The ticket that provides us with the Moral license for this style of engagement is the Fukuyama-esque defense of the Liberal Democratic ideal. Rice recognizes the central, and, well, unilateral role of the United States within this state of affairs esp. vis a vis the other Liberal Democracies:
I asked a senior administration official who is familiar with Rice’s thinking to explain the shift. Two forces seemed uppermost. First, the stark reality of a unipolar world. “Coming into office you realize what a tremendous vacuum there is in the world without the United States,” the senior official said, “and how enormous the gulf is between the U.S. and others in terms of maintaining stability.” Rice seems well aware that American activism can generate an anti-American backlash around the world, but she also knows that there is no alternative, especially after 9-11.
Rice also recognizes that the fabric we're trying to stitch together aren't nations but rather societies. It's a critical distinction because of the implication that claims to nationhood fall by the wayside relative to claims of liberalism and long term peace/prosperity. Organizations like the UN consistently mistakenly equate the two.
...She has said repeatedly that the United States is serious about helping Arab societies become more open and democratic, especially a post-Saddam Iraq. She has been an important voice in the administration’s support of nation-building efforts in Afghanistan. “If you get a democratic Afghanistan, a reformed Palestinian Authority and a democratizing Iraq,” the official said, “they will send a powerful signal across the Muslim world.”
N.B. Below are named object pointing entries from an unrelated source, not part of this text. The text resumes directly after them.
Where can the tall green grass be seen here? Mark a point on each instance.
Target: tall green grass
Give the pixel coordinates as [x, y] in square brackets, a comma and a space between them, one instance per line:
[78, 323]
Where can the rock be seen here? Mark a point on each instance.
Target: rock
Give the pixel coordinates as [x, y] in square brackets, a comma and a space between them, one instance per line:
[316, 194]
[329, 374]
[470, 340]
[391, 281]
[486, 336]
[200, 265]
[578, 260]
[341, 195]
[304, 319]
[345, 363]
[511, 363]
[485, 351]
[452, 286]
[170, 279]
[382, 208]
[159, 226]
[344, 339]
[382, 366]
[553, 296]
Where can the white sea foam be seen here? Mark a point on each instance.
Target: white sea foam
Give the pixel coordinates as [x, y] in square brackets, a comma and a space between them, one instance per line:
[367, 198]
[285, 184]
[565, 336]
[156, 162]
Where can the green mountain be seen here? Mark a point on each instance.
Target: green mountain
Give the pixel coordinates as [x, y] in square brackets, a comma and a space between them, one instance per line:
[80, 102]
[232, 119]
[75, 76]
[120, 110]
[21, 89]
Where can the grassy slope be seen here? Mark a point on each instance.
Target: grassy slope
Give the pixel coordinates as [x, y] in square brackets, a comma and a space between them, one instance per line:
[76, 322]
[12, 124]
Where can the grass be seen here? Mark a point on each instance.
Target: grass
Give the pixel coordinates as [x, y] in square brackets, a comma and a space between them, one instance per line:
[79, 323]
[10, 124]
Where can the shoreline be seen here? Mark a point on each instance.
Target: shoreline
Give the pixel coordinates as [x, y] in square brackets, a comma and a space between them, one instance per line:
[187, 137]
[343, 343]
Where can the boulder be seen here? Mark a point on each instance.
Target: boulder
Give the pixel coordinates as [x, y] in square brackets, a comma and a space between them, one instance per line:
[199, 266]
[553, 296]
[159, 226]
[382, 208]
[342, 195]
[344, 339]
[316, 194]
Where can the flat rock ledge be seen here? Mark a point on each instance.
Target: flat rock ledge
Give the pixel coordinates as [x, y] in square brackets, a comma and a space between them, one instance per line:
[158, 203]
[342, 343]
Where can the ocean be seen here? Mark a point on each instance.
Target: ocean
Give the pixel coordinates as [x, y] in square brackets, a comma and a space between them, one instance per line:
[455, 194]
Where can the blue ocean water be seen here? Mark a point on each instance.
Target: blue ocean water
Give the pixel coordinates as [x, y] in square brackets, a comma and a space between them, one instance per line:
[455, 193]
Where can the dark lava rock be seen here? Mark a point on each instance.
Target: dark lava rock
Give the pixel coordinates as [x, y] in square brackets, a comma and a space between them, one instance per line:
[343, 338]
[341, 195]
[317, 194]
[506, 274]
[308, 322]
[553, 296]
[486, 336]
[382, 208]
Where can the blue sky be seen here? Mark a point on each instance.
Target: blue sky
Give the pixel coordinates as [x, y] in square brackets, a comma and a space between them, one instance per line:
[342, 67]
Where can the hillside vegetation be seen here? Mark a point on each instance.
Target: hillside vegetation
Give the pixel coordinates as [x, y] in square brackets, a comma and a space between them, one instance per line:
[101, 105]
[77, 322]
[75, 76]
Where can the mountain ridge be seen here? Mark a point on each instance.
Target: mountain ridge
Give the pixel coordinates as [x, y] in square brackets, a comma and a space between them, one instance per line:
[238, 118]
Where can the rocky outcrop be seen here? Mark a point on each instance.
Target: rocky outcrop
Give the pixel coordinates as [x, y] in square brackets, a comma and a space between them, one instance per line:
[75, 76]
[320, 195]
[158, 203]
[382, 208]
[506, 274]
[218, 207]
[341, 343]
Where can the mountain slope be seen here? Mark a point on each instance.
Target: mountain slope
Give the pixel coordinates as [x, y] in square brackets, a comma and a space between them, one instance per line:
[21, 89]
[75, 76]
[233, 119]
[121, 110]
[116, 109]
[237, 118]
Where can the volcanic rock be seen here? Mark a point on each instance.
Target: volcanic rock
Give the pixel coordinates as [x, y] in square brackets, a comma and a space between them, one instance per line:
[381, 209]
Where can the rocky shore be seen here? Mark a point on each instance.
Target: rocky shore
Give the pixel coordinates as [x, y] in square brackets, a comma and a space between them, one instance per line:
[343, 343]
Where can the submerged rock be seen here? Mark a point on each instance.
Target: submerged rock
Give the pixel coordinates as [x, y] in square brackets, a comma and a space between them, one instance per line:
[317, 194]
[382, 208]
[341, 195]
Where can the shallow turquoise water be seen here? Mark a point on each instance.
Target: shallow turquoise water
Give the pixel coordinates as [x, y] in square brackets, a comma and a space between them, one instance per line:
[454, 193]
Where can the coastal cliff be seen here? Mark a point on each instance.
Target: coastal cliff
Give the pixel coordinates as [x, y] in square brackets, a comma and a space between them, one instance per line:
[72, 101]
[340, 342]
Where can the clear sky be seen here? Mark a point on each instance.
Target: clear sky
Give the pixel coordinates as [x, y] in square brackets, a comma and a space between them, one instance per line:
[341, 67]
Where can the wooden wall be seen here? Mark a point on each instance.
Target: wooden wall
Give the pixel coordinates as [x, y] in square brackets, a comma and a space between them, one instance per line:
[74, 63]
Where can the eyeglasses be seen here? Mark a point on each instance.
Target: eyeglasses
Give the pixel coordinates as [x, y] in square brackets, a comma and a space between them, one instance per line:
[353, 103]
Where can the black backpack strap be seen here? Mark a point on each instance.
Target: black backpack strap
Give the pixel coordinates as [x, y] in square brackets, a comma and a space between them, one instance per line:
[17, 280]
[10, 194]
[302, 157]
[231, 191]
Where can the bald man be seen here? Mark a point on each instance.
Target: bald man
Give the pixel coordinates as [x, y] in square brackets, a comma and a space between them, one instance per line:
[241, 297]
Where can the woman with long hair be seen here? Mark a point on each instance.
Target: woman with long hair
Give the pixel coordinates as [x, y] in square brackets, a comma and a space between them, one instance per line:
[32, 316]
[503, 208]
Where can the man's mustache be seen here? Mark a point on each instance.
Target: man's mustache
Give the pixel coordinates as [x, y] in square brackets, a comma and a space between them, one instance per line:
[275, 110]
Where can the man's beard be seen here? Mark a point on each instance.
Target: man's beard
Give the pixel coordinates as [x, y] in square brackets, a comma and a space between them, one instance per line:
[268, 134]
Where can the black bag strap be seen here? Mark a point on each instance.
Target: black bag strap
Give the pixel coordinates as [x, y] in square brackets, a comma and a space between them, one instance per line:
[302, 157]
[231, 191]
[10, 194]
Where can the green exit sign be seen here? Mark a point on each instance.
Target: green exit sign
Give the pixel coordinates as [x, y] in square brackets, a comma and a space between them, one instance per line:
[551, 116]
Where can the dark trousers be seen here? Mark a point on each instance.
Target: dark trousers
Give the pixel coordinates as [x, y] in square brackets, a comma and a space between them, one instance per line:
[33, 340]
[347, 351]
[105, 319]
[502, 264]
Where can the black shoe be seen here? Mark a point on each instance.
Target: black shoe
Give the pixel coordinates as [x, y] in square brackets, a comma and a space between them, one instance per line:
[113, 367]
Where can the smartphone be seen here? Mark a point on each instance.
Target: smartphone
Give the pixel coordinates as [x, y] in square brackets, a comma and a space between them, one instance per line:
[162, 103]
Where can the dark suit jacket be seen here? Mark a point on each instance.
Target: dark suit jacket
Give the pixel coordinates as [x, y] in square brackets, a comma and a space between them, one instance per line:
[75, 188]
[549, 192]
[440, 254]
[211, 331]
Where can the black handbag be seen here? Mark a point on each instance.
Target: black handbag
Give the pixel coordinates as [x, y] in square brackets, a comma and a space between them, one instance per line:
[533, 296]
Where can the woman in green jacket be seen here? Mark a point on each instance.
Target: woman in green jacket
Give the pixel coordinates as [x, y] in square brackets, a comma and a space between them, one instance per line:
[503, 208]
As Zakaria dutifully notes, this is a reversal with previous administrations' policy:
In an important speech last week, Richard Haass, a top State Department official, engaged in that rarest of acts in government, self-criticism. “In many parts of the Muslim world, and particularly in the Arab world, successive U.S. administrations, Republican and Democratic alike, have not made democratization a sufficient priority,” he noted. More significantly, the speech announced that Washington will now shift to a more “actively engaged” promotion of democratic reform in the region.